Columbia Law School Professor Tim Wu, Who Coined the Term ‘Net Neutrality,’ Comments on New FCC Rule

New York, February 26, 2015—The U.S. Federal Communications Commission voted today to regulate the Internet like a public utility to ensure that no content is blocked or given priority treatment, an approach known as “net neutrality,” a term coined by Columbia Law School Professor Tim Wu in a law review article more than a decade ago.

Wu, a widely cited authority on the Internet, media, and communications industries, offered the following statement about the vote:


“It is a historic day in the history of the Internet,” Wu said. “Net neutrality, long in existence as a principle, has been codified in a way that will likely survive court scrutiny. More generally, this marks the beginning of an entirely new era of how communications are regulated in the United States.”

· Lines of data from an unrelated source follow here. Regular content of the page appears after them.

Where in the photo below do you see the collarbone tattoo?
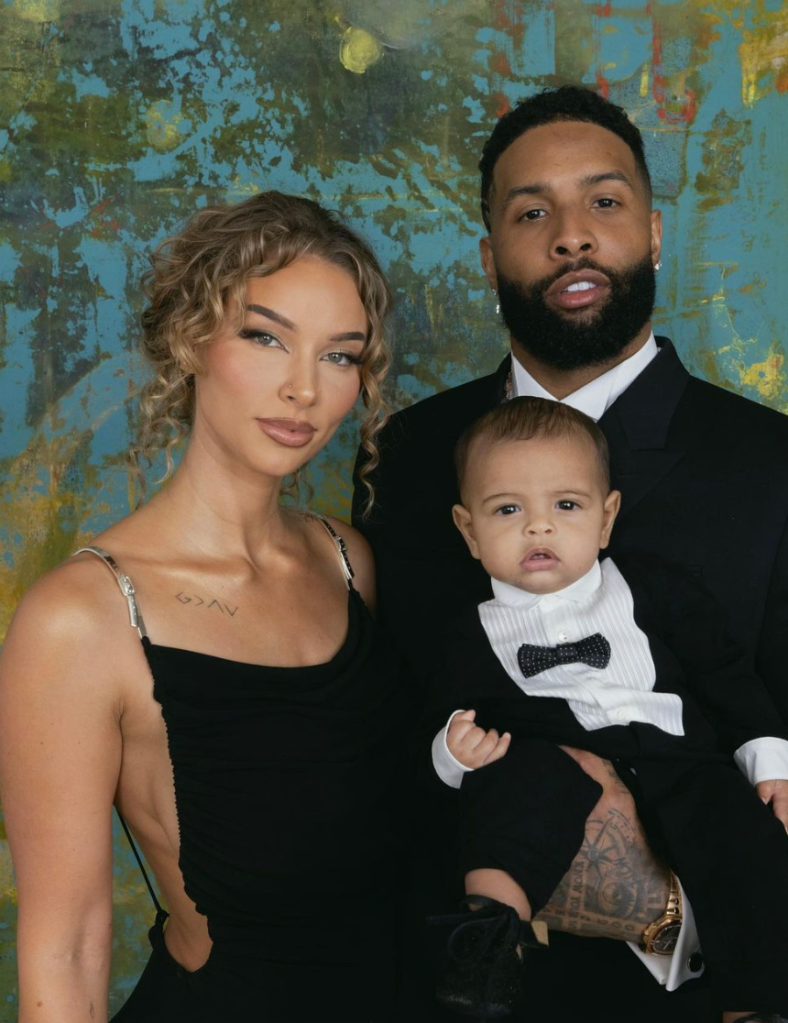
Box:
[175,590,238,618]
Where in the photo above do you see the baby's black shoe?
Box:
[430,895,546,1019]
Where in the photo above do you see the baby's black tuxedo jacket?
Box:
[353,338,788,1023]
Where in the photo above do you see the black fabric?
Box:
[457,738,602,914]
[431,558,788,1012]
[116,589,401,1023]
[354,338,788,1023]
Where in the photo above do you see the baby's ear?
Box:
[451,504,480,559]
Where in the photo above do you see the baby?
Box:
[425,398,788,1023]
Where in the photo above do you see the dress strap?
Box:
[314,515,355,589]
[74,544,149,639]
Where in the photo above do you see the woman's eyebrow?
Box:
[329,330,366,342]
[247,302,298,330]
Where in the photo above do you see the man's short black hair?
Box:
[479,85,651,231]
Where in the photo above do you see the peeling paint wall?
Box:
[0,0,788,1006]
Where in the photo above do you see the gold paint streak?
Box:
[340,27,383,75]
[145,100,183,152]
[739,348,786,401]
[11,0,60,24]
[739,15,788,106]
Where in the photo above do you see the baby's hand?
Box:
[446,710,509,769]
[755,779,788,831]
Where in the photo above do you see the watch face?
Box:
[651,923,682,955]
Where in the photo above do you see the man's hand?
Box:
[755,779,788,832]
[446,710,509,769]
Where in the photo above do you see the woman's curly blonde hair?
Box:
[132,191,391,512]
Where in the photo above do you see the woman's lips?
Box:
[520,549,558,572]
[251,419,315,447]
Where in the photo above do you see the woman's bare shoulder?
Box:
[4,553,135,671]
[325,516,375,609]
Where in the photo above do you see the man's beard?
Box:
[497,255,656,370]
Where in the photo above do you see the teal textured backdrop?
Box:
[0,0,788,1010]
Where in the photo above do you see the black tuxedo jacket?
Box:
[419,555,788,775]
[353,338,788,1023]
[353,338,788,721]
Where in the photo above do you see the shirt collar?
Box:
[490,561,602,610]
[512,331,659,419]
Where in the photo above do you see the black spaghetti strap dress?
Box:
[77,524,401,1023]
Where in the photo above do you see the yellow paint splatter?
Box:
[340,26,383,75]
[739,10,788,106]
[145,99,183,152]
[740,349,786,401]
[12,0,60,23]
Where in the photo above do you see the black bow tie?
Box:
[517,632,610,678]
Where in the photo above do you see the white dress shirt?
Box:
[432,560,788,991]
[512,332,659,420]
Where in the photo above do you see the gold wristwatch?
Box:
[640,871,684,955]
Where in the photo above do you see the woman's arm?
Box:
[0,563,121,1023]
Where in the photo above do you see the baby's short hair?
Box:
[454,398,610,494]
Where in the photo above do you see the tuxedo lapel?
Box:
[600,338,690,516]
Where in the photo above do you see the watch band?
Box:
[640,871,684,955]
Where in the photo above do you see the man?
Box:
[355,86,788,1023]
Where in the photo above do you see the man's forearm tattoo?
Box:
[536,768,669,941]
[175,590,238,618]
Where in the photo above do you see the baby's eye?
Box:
[517,210,546,220]
[323,352,361,366]
[238,326,281,348]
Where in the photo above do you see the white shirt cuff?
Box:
[432,707,473,789]
[626,881,705,991]
[734,736,788,785]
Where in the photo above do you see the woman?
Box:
[0,192,397,1023]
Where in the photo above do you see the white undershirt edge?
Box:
[512,332,659,420]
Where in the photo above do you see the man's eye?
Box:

Wu said “the enactment of the rule reflects widespread concerns about the closing of an open internet, and a desire to keep some parts of the public infrastructure equal.”

“I think both the Obama Administration and the Federal Communications Commission can consider the rule a legacy achievement,” Wu said.
 
Wu, a senior adviser to the Federal Trade Commission in 2011 and 2012, is author of The Master Switch: The Rise and Fall of Information Empires, co-author of Who Controls the Internet? and a regular contributor to The New Yorker.